The conference this year was about 3 times the size of last year’s event, with around 120 bloggers and a great number of producers and other wine businesses there to support the event and promote their wines. That is a big change in a year, and makes me wonder about next year.
I have so many things in my head that writing one post seemed incredibly hard, so I thought I’d kick it off with a brief summary and a few notes of thanks to get the flow going, then over time I can post my thoughts on the sessions, the people, the location, the sponsors, the food, the practicalities of running a large conference and more. Wow, so many things to think about.
First, I need to restate my thanks to Ryan and Gabriella Opaz of Catavino. Although all three of us are listed as ‘organisers’ the load of all parts of the conference was not exactly evenly distributed and Gabriella in particular really does deserve an extra reward for making things happen as well as they did – just don’t hand her an open bottle of wine! (photo by eatlikeagirl)
Secondly, as with all conferences of this type, we struggled to keep everyone online so they could email, tweet, blog and generally record their impressions. The hotel network did not, unfortunately, seem up to the task as promised, but the boys from Adegga who are already experts in their own areas (check out their brilliant wine social site) also became our de-facto IT support setting up, monitoring and moving the network for 120 people. Thanks Andre, Andre and Emidio!
I must also mention all those who were at their second EWBC event. They too took on informal roles to support the team, welcoming new friends and encouraging the discussion, and I still think we managed to keep the tone very friendly despite growing the event so considerably. This is down entirely to the community-mindedness of all those involved. Thanks everyone!
So, briefly, what did I learn?
- I really enjoyed Portuguese wine and must buy more of it to learn the key regional differences
- Portuguese food is amazing and deserves a more relaxed enjoyment of it than I was able to devote
- The people of Portugal are very warm and generous. We were always well treated despite being so unusual and being so poor at speaking their language
- That cork is making great efforts and inroads, via people like Amorim, to gain our trust in it again as the best closure for quality wine (more on this very soon)

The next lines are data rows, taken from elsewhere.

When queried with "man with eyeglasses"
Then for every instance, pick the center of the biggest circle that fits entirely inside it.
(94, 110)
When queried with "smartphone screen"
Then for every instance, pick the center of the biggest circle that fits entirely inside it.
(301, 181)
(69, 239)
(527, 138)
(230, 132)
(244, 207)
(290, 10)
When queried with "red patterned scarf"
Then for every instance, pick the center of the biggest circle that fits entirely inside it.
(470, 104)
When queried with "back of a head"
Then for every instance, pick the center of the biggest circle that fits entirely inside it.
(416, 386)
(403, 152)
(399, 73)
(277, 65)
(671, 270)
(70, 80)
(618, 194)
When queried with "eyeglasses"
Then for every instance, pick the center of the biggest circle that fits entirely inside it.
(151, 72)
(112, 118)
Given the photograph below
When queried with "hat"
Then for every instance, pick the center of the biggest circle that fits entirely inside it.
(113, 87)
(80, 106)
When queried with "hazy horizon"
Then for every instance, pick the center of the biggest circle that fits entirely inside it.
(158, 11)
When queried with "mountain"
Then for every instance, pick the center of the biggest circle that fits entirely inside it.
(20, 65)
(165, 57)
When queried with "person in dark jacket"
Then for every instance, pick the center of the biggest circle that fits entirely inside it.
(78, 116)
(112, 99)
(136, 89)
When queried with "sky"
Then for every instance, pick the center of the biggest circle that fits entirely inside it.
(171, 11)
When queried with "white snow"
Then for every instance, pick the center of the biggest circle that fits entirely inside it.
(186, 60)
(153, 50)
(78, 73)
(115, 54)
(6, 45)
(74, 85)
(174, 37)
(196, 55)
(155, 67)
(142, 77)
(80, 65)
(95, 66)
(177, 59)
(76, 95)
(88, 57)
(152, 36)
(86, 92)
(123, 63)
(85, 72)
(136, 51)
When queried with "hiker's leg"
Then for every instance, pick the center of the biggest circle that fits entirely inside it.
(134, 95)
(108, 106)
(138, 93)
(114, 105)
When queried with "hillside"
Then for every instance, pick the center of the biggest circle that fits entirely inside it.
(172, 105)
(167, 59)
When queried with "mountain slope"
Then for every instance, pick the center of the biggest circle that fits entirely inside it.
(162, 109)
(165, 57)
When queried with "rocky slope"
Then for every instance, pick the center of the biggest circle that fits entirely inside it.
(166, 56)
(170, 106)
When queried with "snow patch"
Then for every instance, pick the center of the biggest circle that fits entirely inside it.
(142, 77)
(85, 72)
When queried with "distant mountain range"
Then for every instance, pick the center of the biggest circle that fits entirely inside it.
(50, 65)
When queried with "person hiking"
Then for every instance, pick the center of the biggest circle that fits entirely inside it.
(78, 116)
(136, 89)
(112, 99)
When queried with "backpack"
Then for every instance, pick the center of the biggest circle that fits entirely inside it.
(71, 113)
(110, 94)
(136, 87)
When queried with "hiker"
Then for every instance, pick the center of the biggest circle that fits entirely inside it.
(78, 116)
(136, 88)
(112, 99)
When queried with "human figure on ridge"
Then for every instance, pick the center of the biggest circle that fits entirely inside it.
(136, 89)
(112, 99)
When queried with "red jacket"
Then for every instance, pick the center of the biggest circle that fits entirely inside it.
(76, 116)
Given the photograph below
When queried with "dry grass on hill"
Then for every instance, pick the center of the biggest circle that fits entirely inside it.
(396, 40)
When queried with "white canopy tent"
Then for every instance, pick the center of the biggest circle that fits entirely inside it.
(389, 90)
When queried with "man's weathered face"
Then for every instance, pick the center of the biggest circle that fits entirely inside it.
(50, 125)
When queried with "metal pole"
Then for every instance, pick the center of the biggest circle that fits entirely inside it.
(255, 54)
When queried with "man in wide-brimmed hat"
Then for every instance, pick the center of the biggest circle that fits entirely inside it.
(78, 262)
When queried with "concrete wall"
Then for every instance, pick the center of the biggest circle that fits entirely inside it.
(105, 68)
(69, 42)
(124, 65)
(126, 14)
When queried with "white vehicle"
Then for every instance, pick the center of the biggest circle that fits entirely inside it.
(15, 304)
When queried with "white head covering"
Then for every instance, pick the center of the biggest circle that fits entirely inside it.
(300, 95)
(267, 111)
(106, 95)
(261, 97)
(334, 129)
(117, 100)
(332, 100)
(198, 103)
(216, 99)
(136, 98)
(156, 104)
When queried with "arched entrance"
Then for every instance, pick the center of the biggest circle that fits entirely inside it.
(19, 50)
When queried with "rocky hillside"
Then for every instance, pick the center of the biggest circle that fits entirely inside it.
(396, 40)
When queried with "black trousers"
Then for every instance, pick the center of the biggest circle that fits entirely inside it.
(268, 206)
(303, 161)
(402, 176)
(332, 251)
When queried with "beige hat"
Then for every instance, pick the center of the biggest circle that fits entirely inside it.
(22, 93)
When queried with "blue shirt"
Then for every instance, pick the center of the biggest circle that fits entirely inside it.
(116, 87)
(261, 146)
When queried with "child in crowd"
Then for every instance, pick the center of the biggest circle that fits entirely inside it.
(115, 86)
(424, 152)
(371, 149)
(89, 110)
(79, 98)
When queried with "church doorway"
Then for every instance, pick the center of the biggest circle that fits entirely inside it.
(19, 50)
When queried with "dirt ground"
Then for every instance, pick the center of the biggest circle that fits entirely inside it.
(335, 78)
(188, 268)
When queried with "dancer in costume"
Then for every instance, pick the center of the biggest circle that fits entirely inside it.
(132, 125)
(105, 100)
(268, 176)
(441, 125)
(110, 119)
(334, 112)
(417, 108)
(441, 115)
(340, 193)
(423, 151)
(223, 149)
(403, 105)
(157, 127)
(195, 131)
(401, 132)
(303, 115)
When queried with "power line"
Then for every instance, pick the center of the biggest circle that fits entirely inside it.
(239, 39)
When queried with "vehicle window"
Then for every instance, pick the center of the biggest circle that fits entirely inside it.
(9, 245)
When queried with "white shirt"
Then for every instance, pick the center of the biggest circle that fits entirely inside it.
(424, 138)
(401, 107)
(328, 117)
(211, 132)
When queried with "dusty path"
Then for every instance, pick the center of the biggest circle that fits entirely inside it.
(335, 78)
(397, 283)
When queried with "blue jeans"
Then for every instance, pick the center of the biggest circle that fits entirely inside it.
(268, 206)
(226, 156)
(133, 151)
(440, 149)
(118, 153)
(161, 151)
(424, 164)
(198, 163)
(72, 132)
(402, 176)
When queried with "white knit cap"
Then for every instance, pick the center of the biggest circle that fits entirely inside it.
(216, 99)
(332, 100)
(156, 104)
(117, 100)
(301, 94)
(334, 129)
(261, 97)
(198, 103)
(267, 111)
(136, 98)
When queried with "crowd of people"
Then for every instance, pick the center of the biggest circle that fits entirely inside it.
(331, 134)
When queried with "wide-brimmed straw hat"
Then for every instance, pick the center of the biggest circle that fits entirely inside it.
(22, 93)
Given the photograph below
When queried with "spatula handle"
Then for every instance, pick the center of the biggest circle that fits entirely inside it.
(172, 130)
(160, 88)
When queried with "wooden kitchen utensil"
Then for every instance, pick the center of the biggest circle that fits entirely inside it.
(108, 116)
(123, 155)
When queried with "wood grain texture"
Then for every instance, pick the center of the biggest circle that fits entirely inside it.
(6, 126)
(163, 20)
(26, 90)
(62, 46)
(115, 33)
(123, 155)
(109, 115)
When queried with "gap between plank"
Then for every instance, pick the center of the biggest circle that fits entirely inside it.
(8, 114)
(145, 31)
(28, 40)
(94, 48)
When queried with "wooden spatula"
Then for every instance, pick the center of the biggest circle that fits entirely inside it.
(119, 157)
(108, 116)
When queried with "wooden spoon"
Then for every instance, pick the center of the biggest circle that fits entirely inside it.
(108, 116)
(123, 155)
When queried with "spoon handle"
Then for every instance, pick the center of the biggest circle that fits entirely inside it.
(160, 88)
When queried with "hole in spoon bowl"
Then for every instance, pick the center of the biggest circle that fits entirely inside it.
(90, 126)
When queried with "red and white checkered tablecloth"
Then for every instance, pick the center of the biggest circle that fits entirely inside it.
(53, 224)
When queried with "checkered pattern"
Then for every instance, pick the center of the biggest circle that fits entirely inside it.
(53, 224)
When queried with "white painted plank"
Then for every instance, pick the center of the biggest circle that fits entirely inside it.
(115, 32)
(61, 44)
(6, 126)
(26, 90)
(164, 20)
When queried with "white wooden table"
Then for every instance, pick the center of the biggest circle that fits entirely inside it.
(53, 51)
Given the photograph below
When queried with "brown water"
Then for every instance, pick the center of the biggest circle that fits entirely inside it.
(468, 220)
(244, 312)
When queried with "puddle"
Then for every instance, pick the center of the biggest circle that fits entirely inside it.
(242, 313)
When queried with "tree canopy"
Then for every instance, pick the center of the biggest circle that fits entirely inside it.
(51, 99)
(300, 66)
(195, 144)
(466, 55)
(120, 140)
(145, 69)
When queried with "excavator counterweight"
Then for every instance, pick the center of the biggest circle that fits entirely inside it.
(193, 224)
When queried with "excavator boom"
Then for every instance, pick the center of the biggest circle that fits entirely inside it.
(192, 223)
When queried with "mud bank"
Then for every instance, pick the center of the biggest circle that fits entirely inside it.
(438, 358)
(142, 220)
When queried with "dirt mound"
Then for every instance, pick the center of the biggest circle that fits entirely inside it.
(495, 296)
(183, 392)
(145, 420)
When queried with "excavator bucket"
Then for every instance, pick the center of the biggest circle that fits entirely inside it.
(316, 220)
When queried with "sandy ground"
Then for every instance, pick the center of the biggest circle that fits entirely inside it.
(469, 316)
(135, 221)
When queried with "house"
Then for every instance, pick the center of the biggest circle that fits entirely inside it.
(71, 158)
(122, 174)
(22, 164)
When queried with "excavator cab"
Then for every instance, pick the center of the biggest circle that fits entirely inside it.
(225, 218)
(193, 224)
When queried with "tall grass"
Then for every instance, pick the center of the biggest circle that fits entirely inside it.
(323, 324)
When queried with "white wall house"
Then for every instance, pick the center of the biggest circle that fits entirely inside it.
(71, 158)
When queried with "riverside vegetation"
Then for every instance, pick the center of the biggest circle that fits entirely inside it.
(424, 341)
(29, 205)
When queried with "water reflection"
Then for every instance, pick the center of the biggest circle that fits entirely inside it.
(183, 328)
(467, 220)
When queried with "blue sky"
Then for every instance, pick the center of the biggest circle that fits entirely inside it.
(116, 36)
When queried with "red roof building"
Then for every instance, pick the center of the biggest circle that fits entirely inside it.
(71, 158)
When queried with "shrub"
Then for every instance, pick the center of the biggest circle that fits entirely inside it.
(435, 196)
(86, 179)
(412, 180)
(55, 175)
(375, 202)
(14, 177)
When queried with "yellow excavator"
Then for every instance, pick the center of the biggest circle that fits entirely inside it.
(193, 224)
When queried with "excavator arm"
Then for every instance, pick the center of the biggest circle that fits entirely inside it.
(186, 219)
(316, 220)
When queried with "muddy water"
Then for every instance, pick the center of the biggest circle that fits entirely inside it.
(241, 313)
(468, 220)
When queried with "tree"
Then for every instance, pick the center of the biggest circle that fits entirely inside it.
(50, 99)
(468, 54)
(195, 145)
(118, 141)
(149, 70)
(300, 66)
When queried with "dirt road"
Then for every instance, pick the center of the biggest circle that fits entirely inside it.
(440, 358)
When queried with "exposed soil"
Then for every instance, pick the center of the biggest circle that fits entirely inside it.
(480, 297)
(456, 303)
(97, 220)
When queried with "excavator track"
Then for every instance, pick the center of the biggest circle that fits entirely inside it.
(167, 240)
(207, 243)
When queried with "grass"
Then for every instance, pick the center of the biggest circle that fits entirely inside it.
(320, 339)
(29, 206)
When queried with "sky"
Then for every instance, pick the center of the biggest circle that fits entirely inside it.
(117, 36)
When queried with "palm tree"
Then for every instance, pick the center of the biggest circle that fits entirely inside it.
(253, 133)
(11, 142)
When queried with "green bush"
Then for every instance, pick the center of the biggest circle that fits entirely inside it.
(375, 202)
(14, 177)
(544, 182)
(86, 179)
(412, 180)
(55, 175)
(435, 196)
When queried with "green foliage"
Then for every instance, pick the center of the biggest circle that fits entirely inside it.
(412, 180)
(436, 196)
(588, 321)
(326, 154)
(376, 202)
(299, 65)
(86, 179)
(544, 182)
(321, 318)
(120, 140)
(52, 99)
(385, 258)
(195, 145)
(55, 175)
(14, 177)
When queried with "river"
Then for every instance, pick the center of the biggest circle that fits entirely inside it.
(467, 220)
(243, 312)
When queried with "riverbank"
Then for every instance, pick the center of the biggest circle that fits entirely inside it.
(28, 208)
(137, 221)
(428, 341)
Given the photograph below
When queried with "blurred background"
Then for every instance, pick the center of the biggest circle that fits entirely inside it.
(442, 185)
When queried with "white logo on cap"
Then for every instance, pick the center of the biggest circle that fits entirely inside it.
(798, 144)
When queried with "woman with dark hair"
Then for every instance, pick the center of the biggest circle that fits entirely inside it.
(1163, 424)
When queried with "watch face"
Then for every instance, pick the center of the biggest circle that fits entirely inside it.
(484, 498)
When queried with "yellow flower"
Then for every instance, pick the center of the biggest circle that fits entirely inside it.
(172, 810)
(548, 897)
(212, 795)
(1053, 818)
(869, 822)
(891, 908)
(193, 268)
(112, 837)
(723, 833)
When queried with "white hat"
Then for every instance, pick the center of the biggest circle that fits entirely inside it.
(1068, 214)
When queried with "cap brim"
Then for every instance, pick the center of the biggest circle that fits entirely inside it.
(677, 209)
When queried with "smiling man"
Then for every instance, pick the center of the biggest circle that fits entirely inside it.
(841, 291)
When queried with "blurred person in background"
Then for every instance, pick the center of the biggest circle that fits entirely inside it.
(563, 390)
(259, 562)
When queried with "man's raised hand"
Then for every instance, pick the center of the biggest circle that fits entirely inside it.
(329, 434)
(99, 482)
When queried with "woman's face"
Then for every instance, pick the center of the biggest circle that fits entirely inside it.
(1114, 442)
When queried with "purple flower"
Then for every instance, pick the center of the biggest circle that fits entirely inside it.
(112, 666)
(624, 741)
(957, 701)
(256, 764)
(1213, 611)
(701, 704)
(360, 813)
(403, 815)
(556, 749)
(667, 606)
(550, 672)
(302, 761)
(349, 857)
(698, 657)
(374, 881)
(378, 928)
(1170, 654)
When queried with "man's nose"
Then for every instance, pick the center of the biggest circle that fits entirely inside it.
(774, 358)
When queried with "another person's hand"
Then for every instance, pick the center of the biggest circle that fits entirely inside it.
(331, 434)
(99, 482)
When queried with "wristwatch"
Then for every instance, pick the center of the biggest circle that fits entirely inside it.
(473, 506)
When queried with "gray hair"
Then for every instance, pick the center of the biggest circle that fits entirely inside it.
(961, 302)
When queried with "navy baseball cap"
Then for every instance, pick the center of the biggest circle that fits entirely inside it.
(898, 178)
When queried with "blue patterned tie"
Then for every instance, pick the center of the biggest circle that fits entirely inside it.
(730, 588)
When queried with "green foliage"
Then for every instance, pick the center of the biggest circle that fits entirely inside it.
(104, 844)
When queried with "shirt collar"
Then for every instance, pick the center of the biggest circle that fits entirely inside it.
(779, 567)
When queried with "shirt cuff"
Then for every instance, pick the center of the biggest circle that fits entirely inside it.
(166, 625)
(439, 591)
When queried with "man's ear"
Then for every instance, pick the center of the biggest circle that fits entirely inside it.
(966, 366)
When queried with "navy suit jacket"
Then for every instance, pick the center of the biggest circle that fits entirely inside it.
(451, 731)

- That bloggers themselves are still a strong community with an inclination to help others and share, so we need to build on this while we can
- That differences between bloggers on certain issues that might seem important, such as monetisation, are vastly outweighed by what we have in common and we need more opportunities to meet face to face to remember this
- That one of the main barriers to more international cooperation is language differences, something that can be easily, if expensively, overcome, and that otherwise we would benefit a great deal from working together. So, how do we fix this? Certainly not by sticking to our local cliques
- That we still have not yet truly captured the essence of what the consumer is looking for regarding wine in social media, but we are getting closer
- That I have a weakness for 70′s & 80′s dancefloor classics and revivals
All of these deserve a post of their own, so hopefully I’ll be able to raise some of these issues in more detail soon
In summary, if you like writing about wine and you didn’t make it to Lisbon this year, pay close attention to this site and to the event site to grab a place for next year!